When I was young, I was totally sucked into this concept.
“You too can become one of the nouveau riche elite! If you’re smart enough and work hard enough, you’ll be one of them someday.”
(Also, you might get struck by lightning three times on your way to picking up your winning mega-millions lottery ticket.)
It’s a carrot on the end of a stick, dangled in front of our noses. It’s one that takes advantage of the human propensity for loss aversion.
Loss aversion is a concept from psychology and behavioral economics. It refers to people’s tendency to prefer avoiding losses than acquiring equivalent gains. In simple terms, it’s like saying, “For most people, the pain of losing $10 is more intense than the pleasure of finding $10.”
Here’s an analogy: Imagine you’re playing a game where you could either win or lose a toy you really like. In Scenario 1, you get to choose a mystery box that may contain the toy. In Scenario 2, you begin with the toy, but there’s a chance it could be taken away. Even though the odds may be exactly the same in both situations, you’re likely to feel more upset at the possibility of losing the toy you already own. That’s loss aversion.
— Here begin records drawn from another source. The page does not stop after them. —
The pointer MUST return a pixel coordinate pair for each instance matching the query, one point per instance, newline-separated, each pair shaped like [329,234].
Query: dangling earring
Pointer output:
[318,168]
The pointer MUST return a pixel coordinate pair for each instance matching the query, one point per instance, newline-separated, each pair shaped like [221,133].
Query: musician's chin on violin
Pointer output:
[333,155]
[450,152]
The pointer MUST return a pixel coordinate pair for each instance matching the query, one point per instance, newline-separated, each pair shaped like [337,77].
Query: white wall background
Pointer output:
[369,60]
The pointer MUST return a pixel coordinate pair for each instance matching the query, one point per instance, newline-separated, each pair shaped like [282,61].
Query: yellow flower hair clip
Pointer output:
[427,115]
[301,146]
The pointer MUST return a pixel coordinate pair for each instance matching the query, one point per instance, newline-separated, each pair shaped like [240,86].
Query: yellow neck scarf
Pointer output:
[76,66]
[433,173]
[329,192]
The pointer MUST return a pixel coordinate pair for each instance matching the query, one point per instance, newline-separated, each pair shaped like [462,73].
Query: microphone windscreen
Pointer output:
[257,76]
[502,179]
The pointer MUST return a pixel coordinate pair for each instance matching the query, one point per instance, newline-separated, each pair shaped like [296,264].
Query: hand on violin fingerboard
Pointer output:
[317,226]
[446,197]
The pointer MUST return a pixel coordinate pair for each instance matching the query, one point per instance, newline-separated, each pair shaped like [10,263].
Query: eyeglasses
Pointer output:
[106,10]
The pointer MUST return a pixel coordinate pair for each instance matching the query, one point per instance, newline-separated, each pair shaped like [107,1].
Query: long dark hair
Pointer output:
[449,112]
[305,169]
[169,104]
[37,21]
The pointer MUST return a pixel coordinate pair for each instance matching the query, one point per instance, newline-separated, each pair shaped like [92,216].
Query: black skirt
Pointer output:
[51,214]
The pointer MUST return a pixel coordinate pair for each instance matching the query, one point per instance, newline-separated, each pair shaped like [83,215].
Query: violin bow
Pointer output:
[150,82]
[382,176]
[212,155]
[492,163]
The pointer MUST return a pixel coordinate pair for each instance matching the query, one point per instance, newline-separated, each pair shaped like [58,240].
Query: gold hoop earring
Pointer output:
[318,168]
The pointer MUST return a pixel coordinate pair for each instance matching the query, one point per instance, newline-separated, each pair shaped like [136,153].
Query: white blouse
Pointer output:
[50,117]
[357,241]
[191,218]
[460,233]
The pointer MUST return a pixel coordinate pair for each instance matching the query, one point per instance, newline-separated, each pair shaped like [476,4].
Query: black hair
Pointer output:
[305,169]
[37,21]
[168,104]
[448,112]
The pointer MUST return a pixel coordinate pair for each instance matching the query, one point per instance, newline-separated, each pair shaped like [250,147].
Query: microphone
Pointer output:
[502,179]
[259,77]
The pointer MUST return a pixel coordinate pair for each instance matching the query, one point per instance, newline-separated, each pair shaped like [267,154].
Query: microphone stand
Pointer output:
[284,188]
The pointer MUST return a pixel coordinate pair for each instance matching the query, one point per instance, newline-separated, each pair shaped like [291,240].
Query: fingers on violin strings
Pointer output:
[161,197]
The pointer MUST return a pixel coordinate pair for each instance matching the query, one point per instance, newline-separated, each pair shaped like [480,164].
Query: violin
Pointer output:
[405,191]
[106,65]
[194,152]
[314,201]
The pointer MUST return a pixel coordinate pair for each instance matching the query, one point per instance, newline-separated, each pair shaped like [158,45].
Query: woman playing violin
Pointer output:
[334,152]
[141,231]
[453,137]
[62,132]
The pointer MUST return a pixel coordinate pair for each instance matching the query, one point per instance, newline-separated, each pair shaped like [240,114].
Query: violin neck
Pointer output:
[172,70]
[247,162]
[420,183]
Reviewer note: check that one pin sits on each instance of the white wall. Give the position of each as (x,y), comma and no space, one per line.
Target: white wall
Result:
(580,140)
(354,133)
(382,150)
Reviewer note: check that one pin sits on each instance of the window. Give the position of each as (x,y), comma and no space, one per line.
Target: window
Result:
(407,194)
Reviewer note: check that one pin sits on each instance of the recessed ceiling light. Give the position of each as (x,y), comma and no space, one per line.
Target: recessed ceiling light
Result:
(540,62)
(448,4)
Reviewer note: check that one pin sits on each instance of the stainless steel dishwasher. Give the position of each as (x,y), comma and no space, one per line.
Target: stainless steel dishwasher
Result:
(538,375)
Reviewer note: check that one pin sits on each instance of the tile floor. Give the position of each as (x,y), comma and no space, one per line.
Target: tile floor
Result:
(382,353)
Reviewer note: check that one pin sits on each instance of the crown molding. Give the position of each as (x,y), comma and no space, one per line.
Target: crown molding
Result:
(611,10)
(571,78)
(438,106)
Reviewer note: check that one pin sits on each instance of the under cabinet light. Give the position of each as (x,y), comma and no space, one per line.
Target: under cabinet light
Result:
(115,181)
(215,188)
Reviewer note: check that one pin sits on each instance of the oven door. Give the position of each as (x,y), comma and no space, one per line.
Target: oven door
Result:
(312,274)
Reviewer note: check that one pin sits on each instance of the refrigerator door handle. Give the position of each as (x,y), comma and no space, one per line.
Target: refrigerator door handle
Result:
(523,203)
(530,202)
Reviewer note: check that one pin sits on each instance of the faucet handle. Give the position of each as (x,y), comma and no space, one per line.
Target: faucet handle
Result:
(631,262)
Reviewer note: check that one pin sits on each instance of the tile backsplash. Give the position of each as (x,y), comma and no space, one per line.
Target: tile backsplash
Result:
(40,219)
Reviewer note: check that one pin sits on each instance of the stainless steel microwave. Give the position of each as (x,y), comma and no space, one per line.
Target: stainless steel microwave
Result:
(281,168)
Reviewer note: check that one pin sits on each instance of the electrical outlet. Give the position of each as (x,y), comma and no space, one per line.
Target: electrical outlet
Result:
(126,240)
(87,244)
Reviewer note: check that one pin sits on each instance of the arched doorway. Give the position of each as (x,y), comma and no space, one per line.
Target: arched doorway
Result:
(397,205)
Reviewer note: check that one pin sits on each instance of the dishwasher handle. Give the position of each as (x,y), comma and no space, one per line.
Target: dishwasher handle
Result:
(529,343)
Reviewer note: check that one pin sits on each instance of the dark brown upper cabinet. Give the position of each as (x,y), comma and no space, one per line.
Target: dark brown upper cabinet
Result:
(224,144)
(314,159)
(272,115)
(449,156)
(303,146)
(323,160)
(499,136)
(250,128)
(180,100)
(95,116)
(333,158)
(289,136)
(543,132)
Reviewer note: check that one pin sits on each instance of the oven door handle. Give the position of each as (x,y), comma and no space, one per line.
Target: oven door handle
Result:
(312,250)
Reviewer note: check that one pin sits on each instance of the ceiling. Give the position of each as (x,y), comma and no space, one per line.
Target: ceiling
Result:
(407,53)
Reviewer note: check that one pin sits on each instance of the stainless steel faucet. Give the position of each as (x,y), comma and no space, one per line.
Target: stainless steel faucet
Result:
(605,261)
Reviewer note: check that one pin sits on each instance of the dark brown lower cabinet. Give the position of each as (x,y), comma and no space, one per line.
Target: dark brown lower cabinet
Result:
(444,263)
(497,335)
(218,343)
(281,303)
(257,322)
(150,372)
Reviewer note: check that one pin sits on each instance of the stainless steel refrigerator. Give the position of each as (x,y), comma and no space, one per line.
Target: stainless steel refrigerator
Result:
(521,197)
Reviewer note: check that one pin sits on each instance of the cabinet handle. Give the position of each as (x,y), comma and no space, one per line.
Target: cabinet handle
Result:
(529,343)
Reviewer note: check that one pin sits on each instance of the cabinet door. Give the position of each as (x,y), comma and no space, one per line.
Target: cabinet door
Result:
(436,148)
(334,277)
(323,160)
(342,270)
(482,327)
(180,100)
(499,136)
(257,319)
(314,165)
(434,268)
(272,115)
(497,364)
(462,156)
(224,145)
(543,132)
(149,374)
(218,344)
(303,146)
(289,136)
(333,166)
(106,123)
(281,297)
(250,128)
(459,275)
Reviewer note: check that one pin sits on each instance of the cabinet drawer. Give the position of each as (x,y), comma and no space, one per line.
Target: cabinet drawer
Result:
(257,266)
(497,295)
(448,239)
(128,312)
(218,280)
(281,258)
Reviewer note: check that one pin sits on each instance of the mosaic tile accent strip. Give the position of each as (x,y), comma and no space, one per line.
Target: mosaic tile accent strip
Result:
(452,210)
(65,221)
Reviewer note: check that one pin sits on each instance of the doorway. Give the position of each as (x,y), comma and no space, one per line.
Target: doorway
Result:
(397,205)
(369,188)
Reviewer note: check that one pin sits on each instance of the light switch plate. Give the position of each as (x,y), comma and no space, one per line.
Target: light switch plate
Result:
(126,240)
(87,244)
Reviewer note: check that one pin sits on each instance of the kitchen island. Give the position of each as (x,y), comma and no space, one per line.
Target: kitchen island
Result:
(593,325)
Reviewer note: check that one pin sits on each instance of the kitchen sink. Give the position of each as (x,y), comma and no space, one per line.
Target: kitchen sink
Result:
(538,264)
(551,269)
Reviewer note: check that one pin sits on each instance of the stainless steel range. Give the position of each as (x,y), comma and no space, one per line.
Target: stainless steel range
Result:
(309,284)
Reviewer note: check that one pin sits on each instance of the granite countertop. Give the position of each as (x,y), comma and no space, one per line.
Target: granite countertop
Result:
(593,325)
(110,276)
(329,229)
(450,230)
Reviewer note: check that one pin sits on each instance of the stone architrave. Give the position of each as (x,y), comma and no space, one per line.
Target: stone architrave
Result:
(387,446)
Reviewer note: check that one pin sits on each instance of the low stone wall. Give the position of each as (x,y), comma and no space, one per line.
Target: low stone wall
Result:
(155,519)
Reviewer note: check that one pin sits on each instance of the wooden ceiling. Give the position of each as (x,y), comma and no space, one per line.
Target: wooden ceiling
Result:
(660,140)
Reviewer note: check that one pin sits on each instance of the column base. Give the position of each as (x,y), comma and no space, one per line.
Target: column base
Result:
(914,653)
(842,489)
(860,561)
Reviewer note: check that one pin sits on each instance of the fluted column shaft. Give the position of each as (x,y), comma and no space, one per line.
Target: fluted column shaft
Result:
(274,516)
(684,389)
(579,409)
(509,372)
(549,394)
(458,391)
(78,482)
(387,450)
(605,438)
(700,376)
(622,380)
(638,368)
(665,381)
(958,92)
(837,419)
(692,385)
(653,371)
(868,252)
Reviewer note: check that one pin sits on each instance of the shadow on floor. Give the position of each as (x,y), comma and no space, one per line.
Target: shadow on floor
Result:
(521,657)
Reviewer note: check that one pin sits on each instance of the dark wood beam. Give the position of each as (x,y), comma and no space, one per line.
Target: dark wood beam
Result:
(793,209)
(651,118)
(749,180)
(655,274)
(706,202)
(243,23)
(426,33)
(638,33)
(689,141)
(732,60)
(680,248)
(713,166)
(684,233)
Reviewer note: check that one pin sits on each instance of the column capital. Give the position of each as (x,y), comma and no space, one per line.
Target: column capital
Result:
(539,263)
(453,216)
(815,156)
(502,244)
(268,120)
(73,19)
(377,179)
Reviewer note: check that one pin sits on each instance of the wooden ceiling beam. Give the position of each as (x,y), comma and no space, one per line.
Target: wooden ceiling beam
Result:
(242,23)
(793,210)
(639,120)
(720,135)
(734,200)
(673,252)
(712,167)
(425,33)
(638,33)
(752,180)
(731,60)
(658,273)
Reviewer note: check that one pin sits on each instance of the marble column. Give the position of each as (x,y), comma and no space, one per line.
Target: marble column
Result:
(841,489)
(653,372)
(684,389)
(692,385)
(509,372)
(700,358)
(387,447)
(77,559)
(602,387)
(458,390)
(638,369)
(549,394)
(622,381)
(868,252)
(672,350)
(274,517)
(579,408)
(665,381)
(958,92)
Imagine you’re in a world where billionaires are idolized and you’re constantly fed the message that you too can have what they have and be like them. Even though right now you’re barely making ends meet, you’re so convinced of this narrative that you’re willing to vote for people who do nothing for people such as yourself. You support politicians who are themselves rich and who become richer in exchange for their support and favorable votes.
But still you hang on to the lie that those people—those billionaires—are just like you. They were once poor kids (not true) who had no advantages (also not true) and who pulled themselves up by the bootstraps to become mega-successful (absolutely fucking not true).
Please consider watching this video with an open mind and considering its truth.
The video titled “The Myth of Self-Made Billionaires” by Second Thought explores the common misconception surrounding self-made billionaires and the problems associated with this myth.
The video challenges the popular notion of self-made billionaires by revealing the underlying factors that contribute to their wealth, including family privilege, labor exploitation, and government assistance. It argues that the myth of self-made success is not only misleading but also harmful to society, as it perpetuates inequality and undermines the collective well-being. By debunking this myth, the video invites viewers to envision a more equitable world where wealth is distributed more fairly.